Les impressionnantes comédies musicales comme Broadway Melody, jouant sur le gigantisme du nombre de danseurs et chanteurs et sur des décors immenses, permettront cependant aux studios de rebondir rapidement.
Broadway Melody gagnera ainsi l’oscar du meilleur film en 1930.
Le documentaire trace ce faisant un portrait assez peu glorieux de Louis B. Mayer, jalousant le jeune prodige Thalberg, profitant de son absence pour cause de maladie pour lui ôter une part de ses responsabilités, construisant ou détruisant le destin des vedettes.
L’exemple le plus flagrant sera celui de John Gilbert, qui suite à une violente dispute avec Mayer, verra sa carrière sabotée. Le portrait se complète d’une vision d’un management très paternaliste des studios, par Mayer, notamment envers les enfants stars, aspect qui sera plus développé dans la seconde partie.
Agrémenté de nombreux extraits de films et de témoignages, le film se suit avec intérêt. On pourra reprocher à ce premier volet de beaucoup insister sur les querelles intestines et les luttes de pouvoir, on aurait aimé voir des extraits un peu plus longs.

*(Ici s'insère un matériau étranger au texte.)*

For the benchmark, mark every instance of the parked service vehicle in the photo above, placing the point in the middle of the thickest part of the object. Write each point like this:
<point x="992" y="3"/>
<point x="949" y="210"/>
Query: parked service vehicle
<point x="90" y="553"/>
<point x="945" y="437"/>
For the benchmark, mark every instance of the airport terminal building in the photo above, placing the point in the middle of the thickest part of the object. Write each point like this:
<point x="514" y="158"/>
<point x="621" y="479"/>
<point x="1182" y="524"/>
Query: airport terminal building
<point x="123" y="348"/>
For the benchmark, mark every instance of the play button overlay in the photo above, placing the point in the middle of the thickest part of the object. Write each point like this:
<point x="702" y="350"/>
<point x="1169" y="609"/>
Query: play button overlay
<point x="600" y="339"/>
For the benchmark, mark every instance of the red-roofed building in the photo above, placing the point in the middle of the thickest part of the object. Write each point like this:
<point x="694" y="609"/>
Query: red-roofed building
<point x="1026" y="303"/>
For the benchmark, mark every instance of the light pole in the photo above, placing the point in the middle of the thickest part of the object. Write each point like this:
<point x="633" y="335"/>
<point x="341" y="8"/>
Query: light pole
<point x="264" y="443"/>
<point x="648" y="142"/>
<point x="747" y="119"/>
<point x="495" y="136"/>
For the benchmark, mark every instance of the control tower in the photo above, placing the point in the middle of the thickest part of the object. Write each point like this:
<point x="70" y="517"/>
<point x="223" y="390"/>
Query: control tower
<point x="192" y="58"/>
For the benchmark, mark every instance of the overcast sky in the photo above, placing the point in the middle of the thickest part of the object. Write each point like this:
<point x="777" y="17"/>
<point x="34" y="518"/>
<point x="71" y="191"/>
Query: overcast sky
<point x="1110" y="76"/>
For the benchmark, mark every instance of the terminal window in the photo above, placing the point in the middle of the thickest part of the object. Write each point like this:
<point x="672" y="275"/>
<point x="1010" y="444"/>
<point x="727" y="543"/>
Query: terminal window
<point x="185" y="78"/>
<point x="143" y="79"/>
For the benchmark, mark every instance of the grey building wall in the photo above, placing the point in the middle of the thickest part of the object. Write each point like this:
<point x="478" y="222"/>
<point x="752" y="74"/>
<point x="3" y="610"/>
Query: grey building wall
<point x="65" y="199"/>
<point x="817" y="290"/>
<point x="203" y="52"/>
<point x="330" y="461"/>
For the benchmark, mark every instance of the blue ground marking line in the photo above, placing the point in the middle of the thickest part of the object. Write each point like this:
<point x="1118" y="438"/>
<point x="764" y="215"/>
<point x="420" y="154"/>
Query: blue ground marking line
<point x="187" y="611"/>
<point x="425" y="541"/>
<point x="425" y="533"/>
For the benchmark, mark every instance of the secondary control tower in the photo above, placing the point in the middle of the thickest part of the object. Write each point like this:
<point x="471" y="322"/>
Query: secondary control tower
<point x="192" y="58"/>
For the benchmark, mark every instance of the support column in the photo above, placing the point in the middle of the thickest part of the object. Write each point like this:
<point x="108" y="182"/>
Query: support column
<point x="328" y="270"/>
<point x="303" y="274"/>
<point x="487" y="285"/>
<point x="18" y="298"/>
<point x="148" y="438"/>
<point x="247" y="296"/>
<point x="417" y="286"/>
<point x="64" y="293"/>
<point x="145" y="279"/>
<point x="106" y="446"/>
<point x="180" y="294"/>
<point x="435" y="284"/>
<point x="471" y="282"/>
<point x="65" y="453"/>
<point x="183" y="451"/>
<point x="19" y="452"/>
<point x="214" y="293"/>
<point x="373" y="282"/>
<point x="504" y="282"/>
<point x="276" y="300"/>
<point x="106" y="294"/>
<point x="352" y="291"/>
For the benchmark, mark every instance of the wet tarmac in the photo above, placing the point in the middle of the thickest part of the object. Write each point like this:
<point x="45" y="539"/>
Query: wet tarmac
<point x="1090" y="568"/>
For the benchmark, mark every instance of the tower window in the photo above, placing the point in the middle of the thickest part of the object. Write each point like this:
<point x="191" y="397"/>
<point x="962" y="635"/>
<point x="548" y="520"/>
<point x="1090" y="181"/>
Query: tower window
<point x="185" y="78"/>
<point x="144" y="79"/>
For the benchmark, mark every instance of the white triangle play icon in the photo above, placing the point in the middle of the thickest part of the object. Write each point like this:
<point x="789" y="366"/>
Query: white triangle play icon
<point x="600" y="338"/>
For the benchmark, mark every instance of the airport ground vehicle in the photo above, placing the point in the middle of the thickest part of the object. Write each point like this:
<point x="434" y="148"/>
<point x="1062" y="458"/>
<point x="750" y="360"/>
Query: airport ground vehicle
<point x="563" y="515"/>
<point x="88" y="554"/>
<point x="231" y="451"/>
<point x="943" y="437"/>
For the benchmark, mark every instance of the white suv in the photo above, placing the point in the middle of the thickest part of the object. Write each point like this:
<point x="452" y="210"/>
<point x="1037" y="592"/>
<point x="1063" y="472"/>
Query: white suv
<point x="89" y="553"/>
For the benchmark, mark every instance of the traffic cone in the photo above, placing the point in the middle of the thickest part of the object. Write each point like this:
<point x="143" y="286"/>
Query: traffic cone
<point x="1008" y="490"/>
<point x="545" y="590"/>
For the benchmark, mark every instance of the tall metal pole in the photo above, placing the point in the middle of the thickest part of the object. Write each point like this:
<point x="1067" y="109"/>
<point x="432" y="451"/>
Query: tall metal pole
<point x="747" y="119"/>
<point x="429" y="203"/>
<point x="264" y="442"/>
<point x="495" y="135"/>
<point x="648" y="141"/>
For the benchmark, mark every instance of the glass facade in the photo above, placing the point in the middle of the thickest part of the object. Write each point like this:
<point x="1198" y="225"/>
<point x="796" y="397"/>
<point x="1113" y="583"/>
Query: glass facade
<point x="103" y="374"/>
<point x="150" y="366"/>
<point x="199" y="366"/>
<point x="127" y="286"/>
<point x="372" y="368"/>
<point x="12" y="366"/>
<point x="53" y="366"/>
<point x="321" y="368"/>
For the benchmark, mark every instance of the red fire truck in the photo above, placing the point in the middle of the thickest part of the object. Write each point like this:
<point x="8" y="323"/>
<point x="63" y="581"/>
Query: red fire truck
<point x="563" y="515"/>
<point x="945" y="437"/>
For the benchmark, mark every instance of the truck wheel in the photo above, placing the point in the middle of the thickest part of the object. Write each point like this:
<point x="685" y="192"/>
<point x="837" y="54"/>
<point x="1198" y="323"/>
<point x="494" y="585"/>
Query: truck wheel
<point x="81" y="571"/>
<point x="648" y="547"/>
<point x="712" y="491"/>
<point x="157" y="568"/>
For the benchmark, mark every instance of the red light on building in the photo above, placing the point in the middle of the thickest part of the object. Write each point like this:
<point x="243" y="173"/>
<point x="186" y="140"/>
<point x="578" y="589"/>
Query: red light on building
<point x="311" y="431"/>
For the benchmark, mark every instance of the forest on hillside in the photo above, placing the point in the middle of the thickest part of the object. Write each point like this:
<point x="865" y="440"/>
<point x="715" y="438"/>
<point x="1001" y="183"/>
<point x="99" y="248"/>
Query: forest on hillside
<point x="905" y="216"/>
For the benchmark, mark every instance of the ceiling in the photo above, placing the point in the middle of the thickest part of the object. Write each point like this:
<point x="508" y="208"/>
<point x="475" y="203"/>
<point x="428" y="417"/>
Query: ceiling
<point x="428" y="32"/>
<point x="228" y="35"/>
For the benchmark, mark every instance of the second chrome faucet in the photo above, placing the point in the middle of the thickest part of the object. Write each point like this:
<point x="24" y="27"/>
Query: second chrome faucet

De même, cette première partie nous faisant remonter très loin dans l’histoire du cinéma, les témoignages recueillis, souvent anciens sont parfois faits par des témoins à l’âge avancé, voire très avancé.
La 1ère partie du documentaire se clôture en 1936, à la mort d’Irving Thalberg, à 37 ans à peine, des suites de sa maladie cardiaque.
Après une fin un peu déprimante où les témoins pleurent encore des années après en pensant à ce jeune destin brisé et où Patrick Stewart accroche une couronne aux grilles du studio, on attend le volet 2 qui va nous faire connaître l’apogée des studios MGM.
A suivre…….
Partie 2
Le 1er volet du documentaire s’est achevé très tristement en 1936 avec la mort d’Irving Thalberg, le jeune prodige de la MGM.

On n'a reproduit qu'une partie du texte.